One day I was searching for information on the deep web due to an article I had read
on another page, one of the results that came up was for a PDF on the subject.
The essay attempted to put numbers on the size and percentage of deep versus visible
web, the article sparked off many thoughts. I then started to look at the URL at which
the essay lived. Backstepping to the root path gave an interesting looking site,
which contained a pointer to a tool designed to perform searches for data in deep
or hidden databases.
I have been following the [oslse project] for quite some time, and have also been
assembling a list of URL's for queries on search engines. This was so I could
add more engines to my local search bot, and perform wider and narrower searches
without having to visit the individual search pages.
So, I followed the pointer and came to the home site of the tool. I read with much interest the claims for this tool, many of which I have seen with other tools of this type, but a couple jumped out at me:
1. You could perform query types on engines which did not support that particular query type themselves.
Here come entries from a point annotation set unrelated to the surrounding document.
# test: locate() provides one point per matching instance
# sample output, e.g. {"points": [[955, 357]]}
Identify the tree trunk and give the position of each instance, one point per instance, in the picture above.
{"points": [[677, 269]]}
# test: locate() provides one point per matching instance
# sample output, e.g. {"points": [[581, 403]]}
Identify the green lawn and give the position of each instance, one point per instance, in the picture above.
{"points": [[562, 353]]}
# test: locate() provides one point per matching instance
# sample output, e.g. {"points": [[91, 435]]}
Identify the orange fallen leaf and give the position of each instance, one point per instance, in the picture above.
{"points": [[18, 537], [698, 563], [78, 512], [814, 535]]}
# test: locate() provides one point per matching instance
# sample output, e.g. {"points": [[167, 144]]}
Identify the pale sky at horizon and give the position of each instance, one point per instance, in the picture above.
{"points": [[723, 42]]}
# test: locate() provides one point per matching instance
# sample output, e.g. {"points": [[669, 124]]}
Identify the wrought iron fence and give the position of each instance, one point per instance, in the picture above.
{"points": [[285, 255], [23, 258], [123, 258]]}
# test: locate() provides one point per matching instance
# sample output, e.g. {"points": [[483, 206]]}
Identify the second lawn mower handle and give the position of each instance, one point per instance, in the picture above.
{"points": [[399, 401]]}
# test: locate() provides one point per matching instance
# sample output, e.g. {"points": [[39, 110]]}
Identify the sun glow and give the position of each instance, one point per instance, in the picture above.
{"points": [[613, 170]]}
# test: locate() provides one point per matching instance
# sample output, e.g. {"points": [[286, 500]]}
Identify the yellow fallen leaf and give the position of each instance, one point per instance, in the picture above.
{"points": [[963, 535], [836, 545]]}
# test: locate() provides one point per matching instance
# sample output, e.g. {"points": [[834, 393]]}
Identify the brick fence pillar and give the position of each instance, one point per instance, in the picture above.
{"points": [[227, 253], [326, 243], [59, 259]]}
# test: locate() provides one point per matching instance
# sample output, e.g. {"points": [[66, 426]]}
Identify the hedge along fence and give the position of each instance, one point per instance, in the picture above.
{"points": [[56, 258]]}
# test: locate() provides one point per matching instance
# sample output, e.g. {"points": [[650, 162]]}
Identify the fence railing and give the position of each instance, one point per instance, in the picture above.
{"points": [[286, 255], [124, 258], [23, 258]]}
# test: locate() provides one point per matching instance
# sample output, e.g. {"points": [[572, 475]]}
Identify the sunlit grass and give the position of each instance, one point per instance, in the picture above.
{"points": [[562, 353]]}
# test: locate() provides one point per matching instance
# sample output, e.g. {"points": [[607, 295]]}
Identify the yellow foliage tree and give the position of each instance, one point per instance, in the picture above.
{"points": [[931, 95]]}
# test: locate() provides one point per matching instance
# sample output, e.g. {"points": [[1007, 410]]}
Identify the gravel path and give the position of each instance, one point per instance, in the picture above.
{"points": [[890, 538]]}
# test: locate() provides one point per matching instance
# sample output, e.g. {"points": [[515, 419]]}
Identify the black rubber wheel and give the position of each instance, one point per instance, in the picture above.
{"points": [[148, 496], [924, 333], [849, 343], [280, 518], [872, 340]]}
2. The amount and variety of engines that it supported.
The next step was to read more and see what it could do.
While reading their details I decided to view their updates page, there provided were all the data files, nicely labelled for you. This sounded too easy to be true.
My main thought was that if this tool could perform all these searches, it must contain the information needed to perform the searches. It was this that I was after not the product itself, it would save me the time of doing the work myself.
One of the main themes that came up in the OSLSE was how to parse the results, and get only the results and not the rest, this was another reason this tool held my interest as it seemed to be able to perform types of queries not actually supported by the search engine.
After downloading the files the first thing to be checked were the data file updates (quite old!). After looking at these, one of them seemed to be encrypted in some way, but still seemed to retain its original layout, as repetitve patterns and linefeeds were still present.
I have also seen a number of similar tools becoming available on the web, my thought is that these will become more popular and widespread as more people become fustrated with not being able to find things they are looking for using conventional search engines and are prepared to pay a small fee to cut down on their searching time. (I mean people who have not invested and are not interested in investing time and effort in [learning] these most valuable skills). Note, as a matter of interest, that several military and academic institutions recommend this tool and use it on training courses ;)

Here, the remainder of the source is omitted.